XGBoost (or more generally Gradient-Boosted Decision Trees) is generally regarded as the most suitable algorithm for tabular data.

This is because it will produce a more skillful model in less time (on average) than other algorithms on tabular datasets. This is particularly important to highlight given the current popularity of neural networks, e.g. XGBoost is generally preferred over neural networks on tabular datasets.

This finding is well supported by large research studies.

This does not mean that the research question of “the best predictive modeling method on datasets we care about” is settled, more work is required (and also the no free lunch theorem is relevant at the limit).

It also does not mean that XGBoost will give the best or fastest model on all datasets, but empirical research does suggest it is expected to outperform other methods, on average.

For example, below are some cherry-picked quotes:

How to Win Kaggle Competitions

The first big development that we saw or the first big contribution I think Kaggle made is we made it very clear that Random Forest was the best algorithm for actually most problems at that time, and then, let’s say about 2014, Tianqi Chen at the University of Washington released XGBoost. I think it was always thought that gradient boosting machines should be better, you know. It’s a very smart approach to run someway decision trees. They should be better. They’re very, very finicky before XGBoost. When Tianqi Chen launched XGBoost, it really took over from Random Forest.

– Anthony Goldbloom, How to Win Kaggle Competitions, Gradient Dissent, 2020.

Tabular Data: Deep Learning is Not All You Need

Our study shows that XGBoost outperforms these deep models across the datasets, including the datasets used in the papers that proposed the deep models. We also demonstrate that XGBoost requires much less tuning.

– Tabular Data: Deep Learning is Not All You Need, 2021.

In conclusion, despite significant progress using deep models for tabular data, they do not outperform XGBoost on the datasets we explored, and further research is probably needed in this area.

– Tabular Data: Deep Learning is Not All You Need, 2021.

Why Do Tree-Based Models Still Outperform Deep Learning On Tabular Data?

Results show that tree-based models remain state-of-the-art on medium-sized data (∼10K samples) even without accounting for their superior speed.

– Why Do Tree-Based Models Still Outperform Deep Learning On Tabular Data?, 2022.

… our systematic benchmark […] reveals clear trends. On such data, tree-based models more easily yield good predictions, with much less computational cost. This superiority is explained by specific features of tabular data: irregular patterns in the target function, uninformative features, and non rotationally-invariant data where linear combinations of features misrepresent the information.

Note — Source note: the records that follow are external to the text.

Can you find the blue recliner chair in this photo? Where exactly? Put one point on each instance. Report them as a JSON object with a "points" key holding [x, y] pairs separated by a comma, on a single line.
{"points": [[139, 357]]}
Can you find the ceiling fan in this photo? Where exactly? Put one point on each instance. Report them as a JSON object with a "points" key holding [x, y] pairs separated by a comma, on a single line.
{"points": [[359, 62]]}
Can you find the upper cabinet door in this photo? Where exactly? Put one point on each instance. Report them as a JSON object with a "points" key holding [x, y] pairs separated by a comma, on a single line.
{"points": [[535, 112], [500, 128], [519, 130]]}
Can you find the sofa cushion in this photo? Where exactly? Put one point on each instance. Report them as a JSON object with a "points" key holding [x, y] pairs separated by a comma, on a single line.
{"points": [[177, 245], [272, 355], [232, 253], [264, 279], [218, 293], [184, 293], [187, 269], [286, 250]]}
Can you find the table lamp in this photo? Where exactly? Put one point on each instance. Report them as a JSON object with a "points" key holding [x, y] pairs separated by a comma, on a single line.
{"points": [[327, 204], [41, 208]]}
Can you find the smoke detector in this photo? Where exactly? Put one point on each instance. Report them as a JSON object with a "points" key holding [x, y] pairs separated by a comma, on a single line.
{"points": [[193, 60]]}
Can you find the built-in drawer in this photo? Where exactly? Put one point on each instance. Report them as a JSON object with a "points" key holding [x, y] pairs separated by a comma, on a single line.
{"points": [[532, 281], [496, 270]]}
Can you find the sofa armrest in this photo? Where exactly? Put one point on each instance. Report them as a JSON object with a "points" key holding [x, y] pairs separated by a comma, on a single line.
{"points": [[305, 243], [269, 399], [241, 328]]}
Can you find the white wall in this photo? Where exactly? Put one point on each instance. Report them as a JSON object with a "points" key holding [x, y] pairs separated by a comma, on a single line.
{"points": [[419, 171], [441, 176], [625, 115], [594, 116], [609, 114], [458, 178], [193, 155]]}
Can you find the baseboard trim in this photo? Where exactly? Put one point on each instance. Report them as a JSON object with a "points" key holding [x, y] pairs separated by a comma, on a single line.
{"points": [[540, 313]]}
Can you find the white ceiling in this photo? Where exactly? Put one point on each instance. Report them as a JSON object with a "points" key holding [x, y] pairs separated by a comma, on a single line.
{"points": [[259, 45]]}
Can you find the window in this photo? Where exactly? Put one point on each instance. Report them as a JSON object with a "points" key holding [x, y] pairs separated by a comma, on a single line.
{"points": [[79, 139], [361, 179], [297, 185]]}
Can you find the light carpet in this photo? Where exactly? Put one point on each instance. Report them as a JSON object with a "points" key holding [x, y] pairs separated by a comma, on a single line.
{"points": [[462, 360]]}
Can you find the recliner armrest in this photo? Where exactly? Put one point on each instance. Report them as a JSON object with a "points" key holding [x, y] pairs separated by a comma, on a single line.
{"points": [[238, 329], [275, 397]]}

– Why Do Tree-Based Models Still Outperform Deep Learning On Tabular Data?, 2022.

Deep Neural Networks and Tabular Data: A Survey

Our results, which we have made publicly available as competitive benchmarks, indicate that algorithms based on gradient-boosted tree ensembles still mostly outperform deep learning models on supervised learning tasks, suggesting that the research progress on competitive deep learning models for tabular data is stagnating.

– Deep Neural Networks and Tabular Data: A Survey, 2022.

Deep neural network-based methods for heterogeneous tabular data are still inferior to machine learning methods based on decision tree ensembles for small and mediumsized data sets (less than ~1M samples).

– Deep Neural Networks and Tabular Data: A Survey, 2022.

Forecasting with Trees

The prevalence of approaches based on gradient boosted trees among the top contestants in the M5 competition is potentially the most eye-catching result. Tree-based methods out-shone other solutions, in particular deep learning-based solutions. The winners in both tracks of the M5 competition heavily relied on them.

– Forecasting with Trees, 2022.

The M5 competition has re-affirmed that tree-based methods and gradient-boosted trees belong to the toolbox of forecasters working on big data, operational forecasting problems. We believe that the sophistication of the existing implementations ensures a strong performance. These include feature processing, appropriate loss functions, execution speed, and robust default parametrization.

– Forecasting with Trees, 2022.

When Do Neural Nets Outperform Boosted Trees on Tabular Data?

… for a surprisingly high number of datasets, either the performance difference between GBDTs and NNs is negligible, or light hyperparameter tuning on a GBDT is more important than choosing between NNs and GBDTs.

– When Do Neural Nets Outperform Boosted Trees on Tabular Data?, 2023.

We found that the ‘NN vs. GBDT’ debate is overemphasized: for a surprisingly high number of datasets, either a simple baseline method performs on par with all other methods, or light hyperparameter tuning on a GBDT increases performance more than choosing the best algorithm. On the other hand, on average, GBDTs do outperform NNs.